Microorganisms exert both positive and negative influences on Fe-OC content. On the positive side, increased microbial richness facilitates the formation of Feo and Fep, thereby enhancing OC binding. Conversely, microbial catalysis of Fe(II) oxidation or Fe(III) reduction can lead to the dissociation of Fe-OC complexes.26^,^27 The observed positive correlation suggests that, in this experiment, the beneficial effects of microorganisms on Fe-OC content outweigh their adverse effects.
Following the application of soil amendments, enhanced SWC was observed (Figure 1), which favors plant growth and subsequently contributes to an increase in SOC. This improved edaphic environment also promotes microbial proliferation. As previously discussed, the concurrent increases in SOC and microbial richness facilitate the formation of Fe-OC. Consequently, a positive correlation between Fe-OC content and SWC was observed (Figure 6). Furthermore, the increase in macro-aggregates enhances the physical protection of organic carbon, thereby contributing to the stabilization of Fe-OC complexes. As a result, a positive correlation between MWD and Fe-OC content was evident (Figure 6).
The fFeOC% values obtained in this study are comparable to those reported in a previous research,28 indicating that Fe-OC accounted for approximately 22% of farmland organic carbon. However, they are significantly higher than those reported in another previous study,29 where the proportion of Fe-OC ranged from approximately 4.0%–7.5%. Notably, the saline-alkali soil amendments did not significantly alter the fFeOC%. This is attributed to the concurrent significant increases in both Fe-OC and SOC contents following the amendment, thereby maintaining a similar fFeOC% across all three treatments.

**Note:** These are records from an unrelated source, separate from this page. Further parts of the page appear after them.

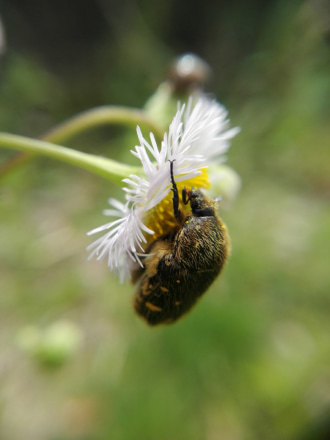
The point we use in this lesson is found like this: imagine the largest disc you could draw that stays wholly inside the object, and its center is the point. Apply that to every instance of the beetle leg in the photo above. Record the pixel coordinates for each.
(177, 212)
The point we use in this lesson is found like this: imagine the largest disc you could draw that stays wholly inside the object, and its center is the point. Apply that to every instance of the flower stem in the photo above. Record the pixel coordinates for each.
(98, 116)
(104, 167)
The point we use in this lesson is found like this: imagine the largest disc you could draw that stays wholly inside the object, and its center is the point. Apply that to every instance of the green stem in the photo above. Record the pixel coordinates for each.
(84, 121)
(101, 116)
(106, 168)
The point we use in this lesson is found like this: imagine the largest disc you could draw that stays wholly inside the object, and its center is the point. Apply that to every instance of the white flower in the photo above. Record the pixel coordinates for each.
(197, 136)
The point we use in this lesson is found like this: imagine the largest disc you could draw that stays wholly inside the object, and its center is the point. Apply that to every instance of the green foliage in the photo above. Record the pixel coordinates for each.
(251, 361)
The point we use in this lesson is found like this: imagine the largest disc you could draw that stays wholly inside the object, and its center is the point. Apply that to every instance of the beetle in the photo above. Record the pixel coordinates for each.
(181, 265)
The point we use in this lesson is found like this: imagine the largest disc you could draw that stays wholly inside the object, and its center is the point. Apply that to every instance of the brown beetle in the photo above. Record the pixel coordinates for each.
(181, 265)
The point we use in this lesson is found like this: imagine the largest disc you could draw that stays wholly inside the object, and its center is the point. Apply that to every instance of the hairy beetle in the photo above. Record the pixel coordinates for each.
(181, 265)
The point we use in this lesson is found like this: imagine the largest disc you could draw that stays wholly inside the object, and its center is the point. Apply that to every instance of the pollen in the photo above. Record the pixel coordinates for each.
(161, 218)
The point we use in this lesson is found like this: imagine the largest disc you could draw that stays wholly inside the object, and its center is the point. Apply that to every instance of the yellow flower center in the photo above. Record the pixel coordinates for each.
(161, 218)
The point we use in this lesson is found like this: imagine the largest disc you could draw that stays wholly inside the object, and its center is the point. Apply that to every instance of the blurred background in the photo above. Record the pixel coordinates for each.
(251, 361)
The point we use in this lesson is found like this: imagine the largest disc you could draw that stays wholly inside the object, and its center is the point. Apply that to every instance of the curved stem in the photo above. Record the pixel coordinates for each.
(106, 168)
(84, 121)
(97, 116)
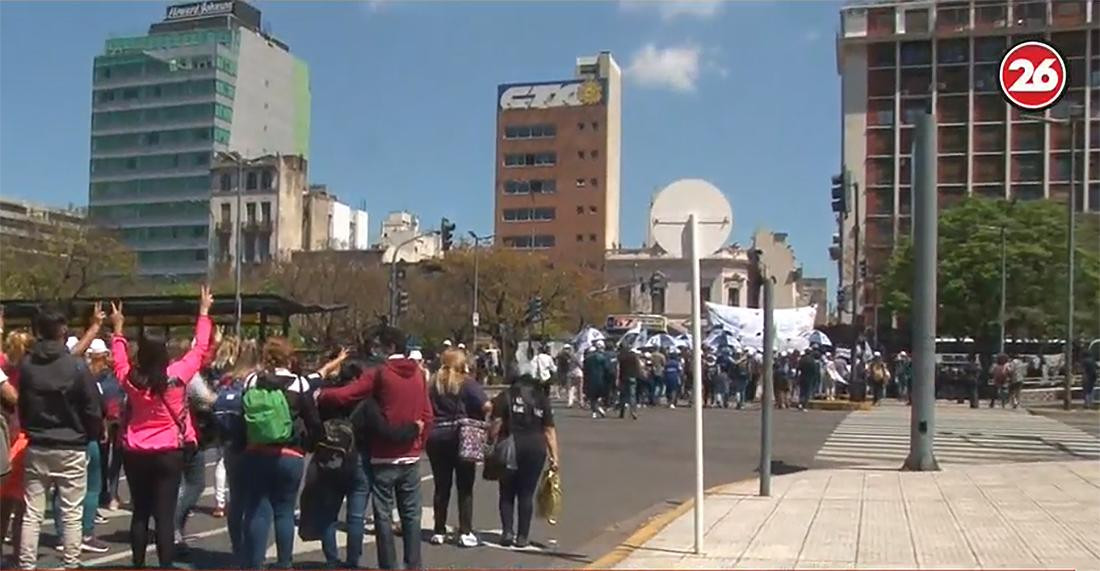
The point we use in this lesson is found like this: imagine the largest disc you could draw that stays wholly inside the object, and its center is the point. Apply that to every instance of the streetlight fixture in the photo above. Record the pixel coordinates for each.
(1075, 116)
(475, 317)
(235, 157)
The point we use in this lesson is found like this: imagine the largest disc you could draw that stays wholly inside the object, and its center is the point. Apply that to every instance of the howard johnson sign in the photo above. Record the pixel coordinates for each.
(199, 10)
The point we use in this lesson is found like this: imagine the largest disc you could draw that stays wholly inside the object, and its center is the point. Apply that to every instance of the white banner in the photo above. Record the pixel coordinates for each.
(792, 326)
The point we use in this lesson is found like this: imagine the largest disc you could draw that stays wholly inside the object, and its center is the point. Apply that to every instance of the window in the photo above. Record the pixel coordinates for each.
(537, 131)
(530, 160)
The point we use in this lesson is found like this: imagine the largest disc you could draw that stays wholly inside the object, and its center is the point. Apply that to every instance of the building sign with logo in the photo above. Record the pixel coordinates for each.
(549, 95)
(199, 10)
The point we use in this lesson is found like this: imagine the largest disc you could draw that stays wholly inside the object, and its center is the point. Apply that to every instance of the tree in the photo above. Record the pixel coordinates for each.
(969, 271)
(63, 262)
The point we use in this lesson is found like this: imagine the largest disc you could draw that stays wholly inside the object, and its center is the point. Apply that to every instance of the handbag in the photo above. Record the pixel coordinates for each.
(473, 435)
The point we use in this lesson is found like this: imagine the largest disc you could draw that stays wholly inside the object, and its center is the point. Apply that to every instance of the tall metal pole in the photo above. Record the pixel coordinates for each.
(769, 342)
(1066, 401)
(240, 185)
(922, 423)
(696, 372)
(855, 287)
(1003, 287)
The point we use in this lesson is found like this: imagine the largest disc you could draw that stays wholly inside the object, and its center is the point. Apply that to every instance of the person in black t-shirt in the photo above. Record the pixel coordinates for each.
(524, 412)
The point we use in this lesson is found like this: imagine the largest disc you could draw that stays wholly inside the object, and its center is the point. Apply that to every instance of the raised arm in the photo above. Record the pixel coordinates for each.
(92, 331)
(193, 361)
(119, 353)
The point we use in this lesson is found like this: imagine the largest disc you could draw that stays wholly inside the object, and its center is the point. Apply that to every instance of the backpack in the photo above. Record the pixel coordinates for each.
(229, 414)
(336, 445)
(267, 416)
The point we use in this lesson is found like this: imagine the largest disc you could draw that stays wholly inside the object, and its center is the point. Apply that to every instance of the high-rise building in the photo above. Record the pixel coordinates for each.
(898, 58)
(205, 79)
(558, 153)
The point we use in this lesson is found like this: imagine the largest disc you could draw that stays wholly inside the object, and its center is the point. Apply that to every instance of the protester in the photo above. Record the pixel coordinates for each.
(158, 434)
(525, 414)
(402, 393)
(282, 426)
(457, 401)
(598, 376)
(61, 413)
(629, 371)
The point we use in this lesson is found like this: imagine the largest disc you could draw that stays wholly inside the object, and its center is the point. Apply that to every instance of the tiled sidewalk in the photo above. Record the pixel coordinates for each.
(1020, 515)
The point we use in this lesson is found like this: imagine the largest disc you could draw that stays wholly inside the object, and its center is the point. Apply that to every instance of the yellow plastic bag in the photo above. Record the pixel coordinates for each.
(549, 496)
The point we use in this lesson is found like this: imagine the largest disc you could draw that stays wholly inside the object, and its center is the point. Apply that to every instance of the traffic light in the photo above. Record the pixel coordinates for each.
(534, 310)
(840, 184)
(658, 282)
(447, 233)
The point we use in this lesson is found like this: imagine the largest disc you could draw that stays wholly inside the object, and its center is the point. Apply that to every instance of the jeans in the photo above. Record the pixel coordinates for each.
(238, 481)
(354, 484)
(190, 487)
(397, 485)
(44, 469)
(628, 396)
(154, 487)
(447, 468)
(273, 492)
(518, 487)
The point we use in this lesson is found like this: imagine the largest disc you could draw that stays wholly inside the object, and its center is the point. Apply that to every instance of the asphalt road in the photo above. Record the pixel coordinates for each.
(615, 475)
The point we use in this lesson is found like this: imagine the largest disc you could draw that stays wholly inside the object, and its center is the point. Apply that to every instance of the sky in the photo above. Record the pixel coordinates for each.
(744, 95)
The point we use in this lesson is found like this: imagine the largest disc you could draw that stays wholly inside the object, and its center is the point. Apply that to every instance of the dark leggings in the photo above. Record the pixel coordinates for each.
(154, 486)
(447, 467)
(520, 485)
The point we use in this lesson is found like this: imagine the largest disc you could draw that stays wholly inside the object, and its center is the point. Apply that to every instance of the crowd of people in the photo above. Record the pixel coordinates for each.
(80, 413)
(629, 379)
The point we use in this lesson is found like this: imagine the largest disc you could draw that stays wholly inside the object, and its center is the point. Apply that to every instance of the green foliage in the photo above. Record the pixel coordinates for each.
(969, 271)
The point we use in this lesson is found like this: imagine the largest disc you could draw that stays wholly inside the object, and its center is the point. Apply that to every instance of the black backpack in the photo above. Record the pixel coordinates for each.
(336, 446)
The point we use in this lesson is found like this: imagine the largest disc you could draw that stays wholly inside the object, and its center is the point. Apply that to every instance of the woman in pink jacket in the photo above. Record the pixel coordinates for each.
(158, 431)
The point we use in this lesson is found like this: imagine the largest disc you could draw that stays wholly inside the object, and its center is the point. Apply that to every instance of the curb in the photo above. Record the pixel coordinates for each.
(650, 528)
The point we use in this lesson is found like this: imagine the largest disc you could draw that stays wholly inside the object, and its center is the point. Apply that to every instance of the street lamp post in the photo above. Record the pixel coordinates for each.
(1074, 117)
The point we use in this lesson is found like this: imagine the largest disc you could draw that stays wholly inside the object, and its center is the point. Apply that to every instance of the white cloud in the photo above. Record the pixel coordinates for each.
(675, 67)
(673, 9)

The impact of amendment measures on the binding mode of organic carbon and iron oxides
The C: Fe molar ratio of Fe-OC reflects the binding mode of organic carbon and Fe oxides.29^,^30^,^31 When the ratio is less than 1, Fe oxides are combined with OC through sorption. When the ratio ranges from 1 to 6, there are two binding modes of sorption and co-precipitation between Fe oxides and OC. The stability of Fe-OC formed via co-precipitation is significantly higher compared to that formed through sorption.30^,^32^,^33 In this study, the C: Fe molar ratio in the saline soils was less than 1, indicating that Fe oxides were predominantly associated with OC through sorption. Following the saline-alkali soil amendment, the ratios increased to 4.22 and 4.85, respectively, significantly surpassing the maximum sorption capacity of Fe oxides. This suggests that the combination of OC and Fe oxides was primarily characterized by co-precipitation, with adsorption playing a relatively minor role. The result indicates that soil amendments increased the affinity between Fe oxides and OC in the soil, thereby favoring soil carbon sequestration.
The binding affinity between Fe oxides and OC was influenced by multiple abiotic factors (Figures 5 and 6). Specifically, a decrease in pH or an increase in SOC, TN, and TP intensified the binding strength (Figure 6). Moreover, TP and pH are identified as predominant influencing factors (Figure 5B). Currently, there is limited research on how environmental variables affect the binding mode of Fe and OC. The negative correlation observed in this study between pH and the C: Fe molar ratio of Fe-OC supports the argument that a decrease in soil pH enhances the co-precipitation reaction between Fe oxides and SOC.34 However, a study conducted in Guangdong Province, China, where the soil pH is 5.21, showed that the C: Fe molar ratio was less than 0.5.35 This observation indicates that even in acidic soils, iron minerals are bound to OC by adsorption, which seemed to contradict the above argument. Such inconsistencies or contradictions highlight the uncertainty regarding the effect of soil pH on the binding affinity between Fe oxides and OC. Additionally, the underlying mechanisms driving the positive correlation between the C: Fe molar ratio of Fe-OC and SOC, TN, and TP remain unclear and warrant further investigation.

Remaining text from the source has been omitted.